Who Takes Humanities Courses? A Lot of Social Scientists
Besides humanities majors, who takes courses say, in philosophy, art or history, in college and university? In the United States, it’s prospective social scientists. And who doesn’t? Future engineers.
So reports the American Academy of Arts & Sciences’ Humanities Indicators website, using the latest (2008) data from the Baccalaureate and Beyond Longitudinal Study, which is a product of the National Center for Education Statistics.
As Humanities Indicators wrote, “Both in terms of absolute numbers and share of all courses taken, engineering students earned the fewest humanities credits (11 percent of median number earned by these students in all subjects) while social scientists earned the most (equaling 22 percent of all credits).” Close behind social science are education majors with 18 percent of all credits drawn from the humanities.
Humanities majors returned the favor: They tend to take fewer credits of STEM courses than the STEM majors take in the humanities. There’s also an imbalance in social science, where humanities major take fewer courses than their friends in the social sciences take humanities courses.

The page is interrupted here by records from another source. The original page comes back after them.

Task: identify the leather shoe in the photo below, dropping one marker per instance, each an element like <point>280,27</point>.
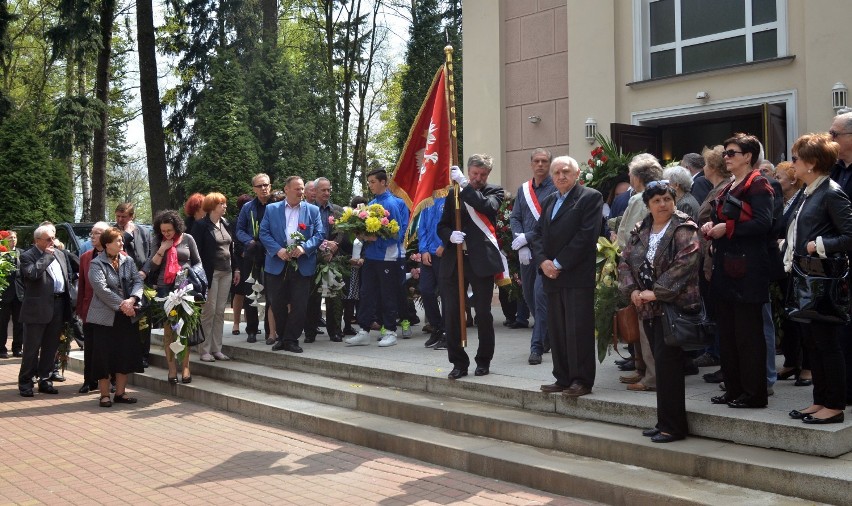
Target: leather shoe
<point>553,388</point>
<point>45,387</point>
<point>720,399</point>
<point>457,373</point>
<point>665,438</point>
<point>810,419</point>
<point>577,390</point>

The linkage between the humanities and social science fits into some preconceived notions about the larger academic landscape. Quite often the humanities and the social sciences are referred to as a composite category (the so-called HSS, a not always happy alliance, as the cartoon below suggests) when surveying the academic landscape, just as the physical and biological sciences, engineering and mathematics get lumped into their own bin (STEM). The shorthand nonetheless concerns many in the social science community, who argue that social science is science and would rather see themselves considered among the STEM disciplines.
Although not part of the Humanities Indicators report, the NCES numbers find that outside of healthcare studies, more than 95 percent of bachelor’s degree majors took at last some social science coursework. (Of course, a lot of that might have to do with general education mandates, and the NCES figures don’t break out what those might be on average.) Here’s the median number of social science credits earned by major, with engineering again taking the fewest courses: computer and information science, 11 credits; engineering, 9; biological and physical science, math and agriculture, 14; health care, 12; business, 15; social science, 48; humanities, 15; and education, 15.

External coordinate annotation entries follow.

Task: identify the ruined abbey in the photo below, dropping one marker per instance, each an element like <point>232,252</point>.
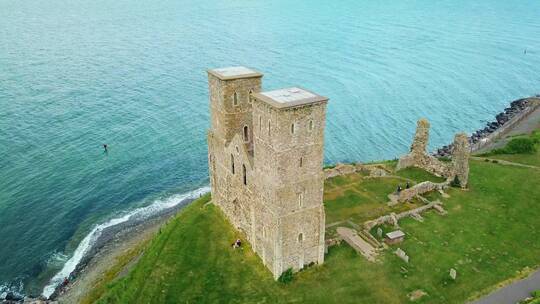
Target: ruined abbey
<point>265,152</point>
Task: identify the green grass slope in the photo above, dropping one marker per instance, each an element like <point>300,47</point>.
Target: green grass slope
<point>491,233</point>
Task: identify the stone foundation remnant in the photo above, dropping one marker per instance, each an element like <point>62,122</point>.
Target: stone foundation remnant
<point>265,158</point>
<point>345,169</point>
<point>460,158</point>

The analysis is a little different from many past examinations, which focus on declared majors and not actual courses taken. “Compared with our knowledge about students who take courses in the sciences, we know very little about who takes humanities courses in college,” explained the co-principal investigator of Humanities Indicators, Norman Bradburn, the former provost of the University of Chicago. “With the sciences, most of what we know is about majors rather than courses taken because data on majors are more readily available.”
Bradburn noted that the more common metric obscured the impact of humanities overall. “Although humanities majors constitute a smaller proportion of college graduates than do science majors (12 percent vs. 15 percent), it is surprising to find that college students as a whole take a higher number of humanities courses than STEM courses (22 credits vs. 17 credits or about 17 percent vs. 14 percent of their total credit hours).”